Dérapage ? Plutôt un acte contrôlé, préparé. D’ailleurs, il a prononcé ces propos dans une émission à une heure de grande écoute regardée par tout le gratin. L’info n’a pas été déterrée d’un journal obscur, régional ou communal ou d’un média étranger, comme ce fut le cas pour l’interview polémique de Zemmour. Car Bébert c’est de la dynamite, l’alliance du journalisme le plus outrancier, allié au politique le plus immodéré. Ne restait plus pour lui qu’à laisser mariner (sans mauvais jeu de mot) la fine fleur médiatique, capable des plus folles paraboles. Content de son fait, Robert s’en est retourné satisfait et heureux d’avoir pu, encore une fois, exciter les esprits simples.
Les estimations face à la réalité
On ne veut pas voir, on ne veut pas compter, mais le politique utilise les minorités « estimées » pour faire du Buzz
Pour revenir au fond de l’histoire, en l’absence de statistique ethnique en France, on « estime ». Or « estimer », s’il fait bien sur les plateaux de télévision, reste un des mots les plus vagues de la langue française. Car lorsqu’un « expert brushing/cravate » estime qu’il y a par exemple environ 300 à 400 000 Juifs sur le territoire français, en général, il n’en sait rien ou se base sur des statistiques vieilles de 5 ans, ce qui équivaut peu ou prou à la même chose : le néant épistémologique. Mais cela ne nous empêche pas de reprendre un peu de « C dans l’air ». Apparemment être fidèle à l’émission vous rendrait plus intelligent. Mais chut c’est un secret.
La France est schizophrène, on fait ainsi de la diversité de bazar. Le multiculturalisme est une donnée historique dans notre pays depuis le milieu du XIXème siècle, amplifié par les processus de décolonisation. Dans le même temps, on ne veut pas voir, on ne veut pas compter, mais le politique utilise les minorités « estimées » pour faire du Buzz, en prenant les fameuses estimations pour paroles d’évangile, notamment sur le nombre de Musulmans. On fait donc un non choix.

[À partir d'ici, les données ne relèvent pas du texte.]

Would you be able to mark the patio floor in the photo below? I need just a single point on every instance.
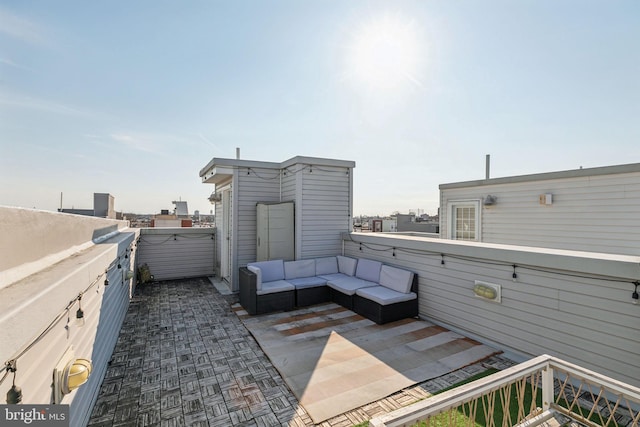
(183, 358)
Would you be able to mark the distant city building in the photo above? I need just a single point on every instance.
(181, 210)
(103, 207)
(180, 217)
(420, 224)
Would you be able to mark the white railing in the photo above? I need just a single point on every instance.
(527, 394)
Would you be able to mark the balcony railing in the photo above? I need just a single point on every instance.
(528, 394)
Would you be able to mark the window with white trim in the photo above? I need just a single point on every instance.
(464, 220)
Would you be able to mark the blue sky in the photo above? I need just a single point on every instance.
(134, 98)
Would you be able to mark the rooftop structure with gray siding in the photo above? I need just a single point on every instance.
(321, 190)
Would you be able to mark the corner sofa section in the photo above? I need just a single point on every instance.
(374, 290)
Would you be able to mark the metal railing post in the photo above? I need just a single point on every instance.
(547, 387)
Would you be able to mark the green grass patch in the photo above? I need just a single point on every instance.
(461, 417)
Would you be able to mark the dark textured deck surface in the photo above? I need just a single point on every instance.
(183, 358)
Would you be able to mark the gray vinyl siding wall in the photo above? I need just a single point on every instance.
(588, 321)
(43, 296)
(325, 211)
(175, 253)
(259, 185)
(589, 213)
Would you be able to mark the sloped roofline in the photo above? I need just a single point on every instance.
(225, 162)
(573, 173)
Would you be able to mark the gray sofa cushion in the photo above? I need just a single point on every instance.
(326, 265)
(396, 278)
(307, 282)
(347, 265)
(300, 268)
(271, 270)
(349, 285)
(385, 296)
(275, 286)
(368, 270)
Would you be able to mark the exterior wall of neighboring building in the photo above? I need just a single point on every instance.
(592, 210)
(64, 256)
(104, 205)
(574, 305)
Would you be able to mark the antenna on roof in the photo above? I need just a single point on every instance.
(487, 166)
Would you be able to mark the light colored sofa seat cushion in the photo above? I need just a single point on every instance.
(334, 276)
(271, 270)
(307, 282)
(349, 285)
(326, 265)
(347, 265)
(368, 270)
(300, 268)
(275, 286)
(385, 296)
(396, 278)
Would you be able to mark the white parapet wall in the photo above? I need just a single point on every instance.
(577, 306)
(33, 239)
(51, 265)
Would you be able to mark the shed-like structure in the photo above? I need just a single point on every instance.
(321, 190)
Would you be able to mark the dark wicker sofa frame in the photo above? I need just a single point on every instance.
(259, 304)
(387, 313)
(313, 295)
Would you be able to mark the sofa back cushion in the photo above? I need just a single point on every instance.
(396, 278)
(326, 265)
(347, 265)
(271, 270)
(368, 270)
(300, 268)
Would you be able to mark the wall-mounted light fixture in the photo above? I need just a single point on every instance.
(69, 374)
(490, 200)
(488, 291)
(80, 312)
(14, 395)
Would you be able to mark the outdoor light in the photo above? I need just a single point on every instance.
(75, 374)
(69, 374)
(79, 312)
(490, 200)
(14, 395)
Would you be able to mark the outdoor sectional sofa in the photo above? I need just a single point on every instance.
(380, 292)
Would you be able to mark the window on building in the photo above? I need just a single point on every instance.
(464, 220)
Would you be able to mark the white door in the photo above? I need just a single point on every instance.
(225, 256)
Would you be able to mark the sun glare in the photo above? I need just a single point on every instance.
(384, 54)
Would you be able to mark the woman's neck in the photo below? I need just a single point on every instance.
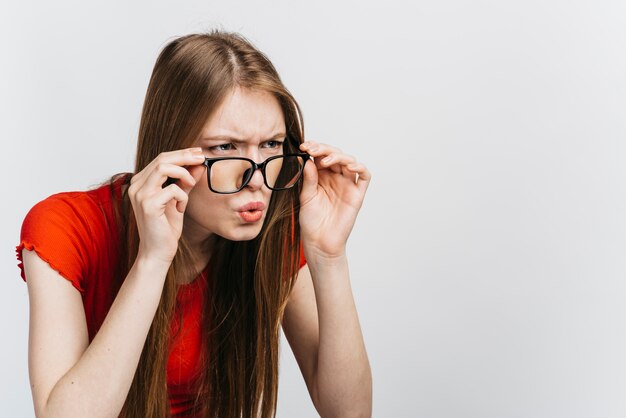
(200, 245)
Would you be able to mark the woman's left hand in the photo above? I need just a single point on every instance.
(332, 194)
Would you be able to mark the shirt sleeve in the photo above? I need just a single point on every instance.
(55, 230)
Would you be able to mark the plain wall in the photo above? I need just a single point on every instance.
(488, 260)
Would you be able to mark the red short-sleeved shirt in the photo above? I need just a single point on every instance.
(76, 234)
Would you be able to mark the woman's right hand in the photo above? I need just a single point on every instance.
(159, 211)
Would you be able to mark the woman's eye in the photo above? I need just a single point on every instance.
(272, 144)
(221, 148)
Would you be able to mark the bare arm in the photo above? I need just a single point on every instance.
(322, 327)
(69, 376)
(321, 322)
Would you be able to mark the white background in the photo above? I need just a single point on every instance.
(488, 262)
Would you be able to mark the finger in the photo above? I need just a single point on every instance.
(337, 158)
(184, 157)
(363, 176)
(172, 193)
(309, 182)
(196, 173)
(317, 149)
(162, 171)
(360, 169)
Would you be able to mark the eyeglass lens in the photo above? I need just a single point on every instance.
(228, 176)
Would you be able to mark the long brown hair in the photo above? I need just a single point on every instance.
(249, 281)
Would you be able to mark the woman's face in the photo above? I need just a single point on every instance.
(248, 123)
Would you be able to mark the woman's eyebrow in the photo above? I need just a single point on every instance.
(238, 140)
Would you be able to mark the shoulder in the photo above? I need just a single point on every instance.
(68, 230)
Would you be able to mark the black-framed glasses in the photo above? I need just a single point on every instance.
(227, 175)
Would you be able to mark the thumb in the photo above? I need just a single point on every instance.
(309, 182)
(196, 171)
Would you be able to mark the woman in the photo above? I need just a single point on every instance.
(163, 292)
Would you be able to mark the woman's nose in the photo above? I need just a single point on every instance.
(256, 181)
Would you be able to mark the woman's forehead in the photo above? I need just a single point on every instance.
(246, 114)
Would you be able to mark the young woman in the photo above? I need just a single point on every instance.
(162, 293)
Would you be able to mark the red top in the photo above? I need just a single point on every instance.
(75, 233)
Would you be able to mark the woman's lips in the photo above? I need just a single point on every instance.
(251, 212)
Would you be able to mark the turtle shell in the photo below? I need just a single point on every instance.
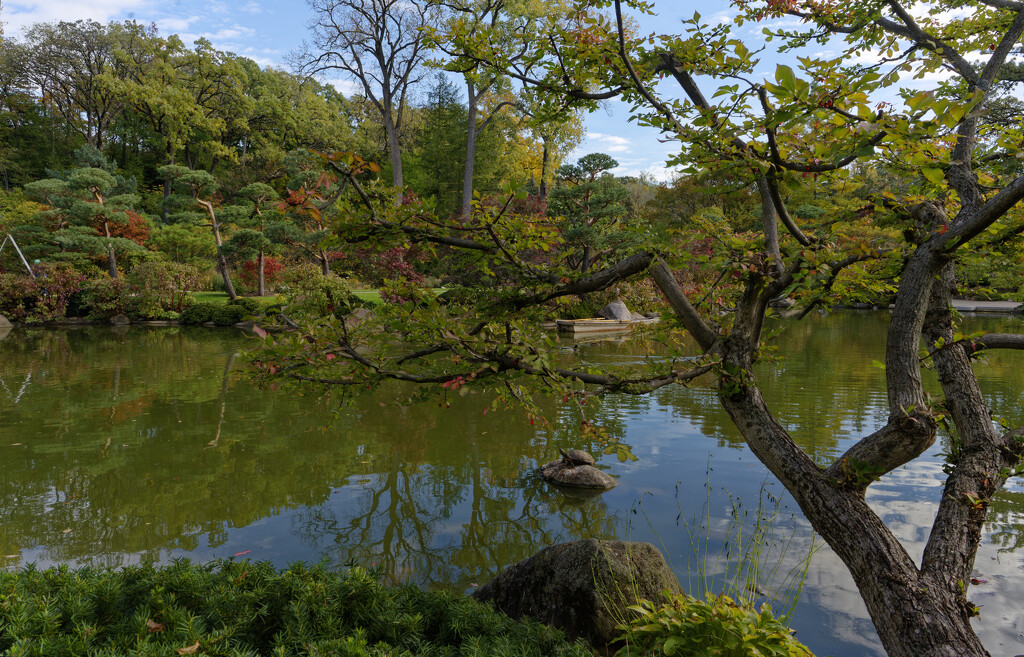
(577, 457)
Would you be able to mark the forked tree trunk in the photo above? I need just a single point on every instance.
(260, 277)
(225, 273)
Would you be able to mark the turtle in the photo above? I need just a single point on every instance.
(574, 457)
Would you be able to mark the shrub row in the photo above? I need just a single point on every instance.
(236, 609)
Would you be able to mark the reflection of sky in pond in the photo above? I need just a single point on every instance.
(137, 444)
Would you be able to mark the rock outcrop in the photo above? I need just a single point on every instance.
(582, 587)
(617, 310)
(576, 470)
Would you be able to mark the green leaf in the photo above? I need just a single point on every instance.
(933, 175)
(785, 77)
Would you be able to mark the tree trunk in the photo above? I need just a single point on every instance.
(544, 169)
(325, 264)
(222, 267)
(112, 256)
(467, 176)
(260, 277)
(394, 148)
(221, 260)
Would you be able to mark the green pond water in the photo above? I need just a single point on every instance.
(121, 445)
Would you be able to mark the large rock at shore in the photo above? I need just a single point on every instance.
(582, 587)
(616, 310)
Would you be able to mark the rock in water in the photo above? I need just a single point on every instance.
(582, 587)
(576, 470)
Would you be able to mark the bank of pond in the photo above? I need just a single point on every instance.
(129, 445)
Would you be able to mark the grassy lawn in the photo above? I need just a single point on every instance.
(372, 296)
(221, 298)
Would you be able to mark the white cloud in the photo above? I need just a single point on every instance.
(175, 26)
(609, 143)
(18, 15)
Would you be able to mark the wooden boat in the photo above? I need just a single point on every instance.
(598, 325)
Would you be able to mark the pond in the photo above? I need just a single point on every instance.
(129, 444)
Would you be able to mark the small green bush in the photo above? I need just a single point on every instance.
(684, 625)
(310, 294)
(236, 609)
(199, 313)
(250, 305)
(227, 315)
(161, 287)
(44, 298)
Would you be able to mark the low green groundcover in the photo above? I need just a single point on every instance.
(247, 609)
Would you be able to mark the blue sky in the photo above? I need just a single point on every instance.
(266, 32)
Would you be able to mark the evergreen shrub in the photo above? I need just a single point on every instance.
(250, 305)
(199, 313)
(244, 609)
(227, 315)
(685, 625)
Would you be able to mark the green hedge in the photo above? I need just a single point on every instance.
(237, 609)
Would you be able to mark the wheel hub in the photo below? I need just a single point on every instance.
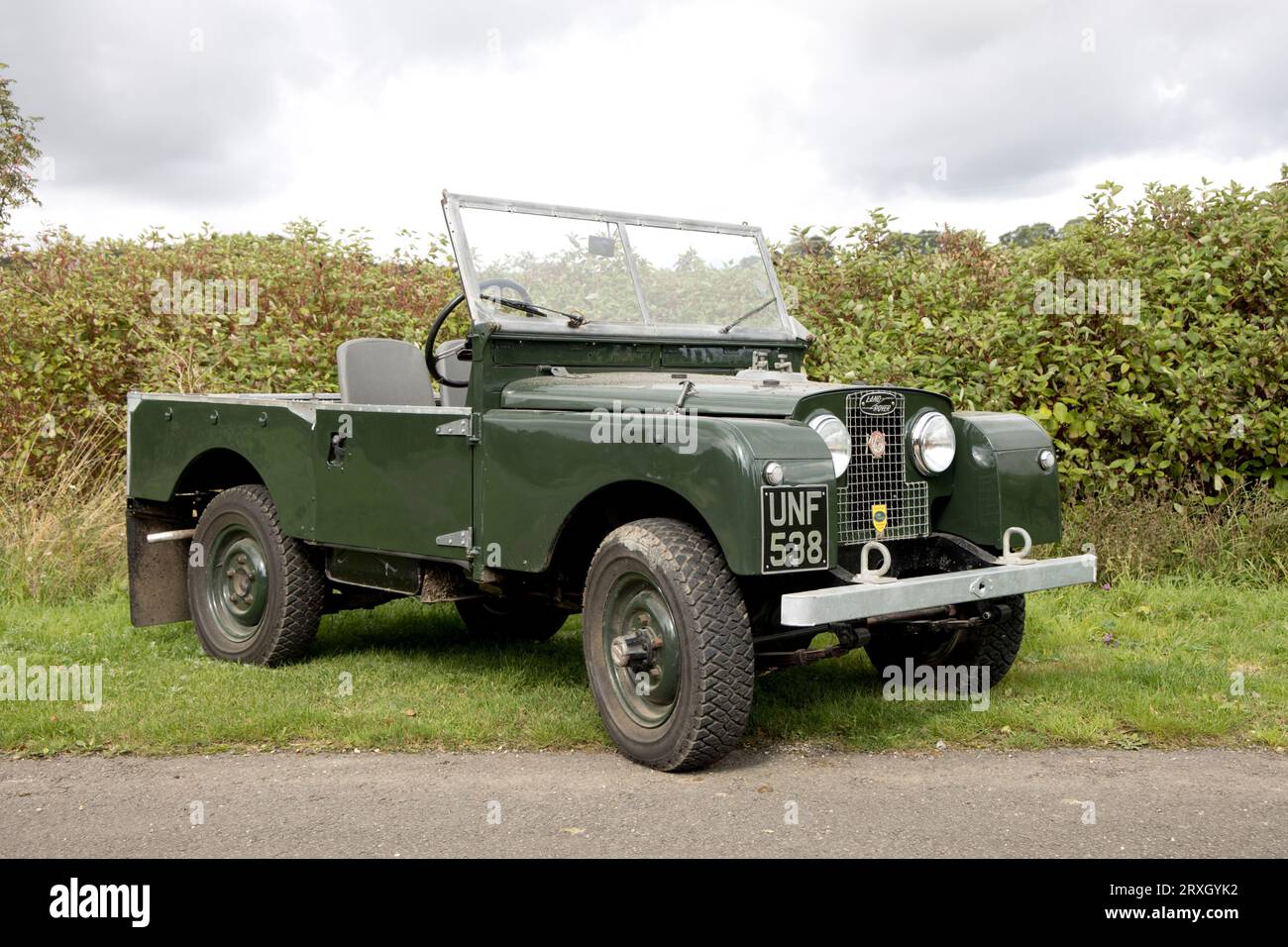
(237, 581)
(642, 650)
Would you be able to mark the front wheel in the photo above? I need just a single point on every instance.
(668, 644)
(256, 594)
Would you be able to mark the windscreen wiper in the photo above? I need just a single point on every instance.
(748, 315)
(533, 309)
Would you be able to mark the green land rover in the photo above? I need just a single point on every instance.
(625, 432)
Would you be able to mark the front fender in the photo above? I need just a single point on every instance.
(997, 480)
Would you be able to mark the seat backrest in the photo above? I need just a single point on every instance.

Or le racisme, même si en tant qu’arabo-bamboula, je n’en ai pas été souvent victime, ne s’estime pas, il se vit. Si l’on pense que c’est en cachant la poussière sous le tapis qu’on va nettoyer la maison France de ces comportements, on se trompe lourdement. Dire qu’un Blanc est blanc ou qu’un Noir est noir n’est pas raciste, c’est un fait. Notons qu’aux États-Unis, c’est un formulaire déclaratif qui sert à recenser les différentes origines ethniques des Américains. C’est cette diversité qui forme le ciment de ce pays, tous différents, mais tous Américains.
Oui aux statistiques ethniques, mais établies par un organisme tel que l’INSEE, pas par Ménard, ni d’ailleurs aucun maire.
Bref, en Oreo de banlieue, je m’en vais écouter le dernier Francis Cabrel, une franchouillardise comme une autre, attendant une énième pirouette du triste sire.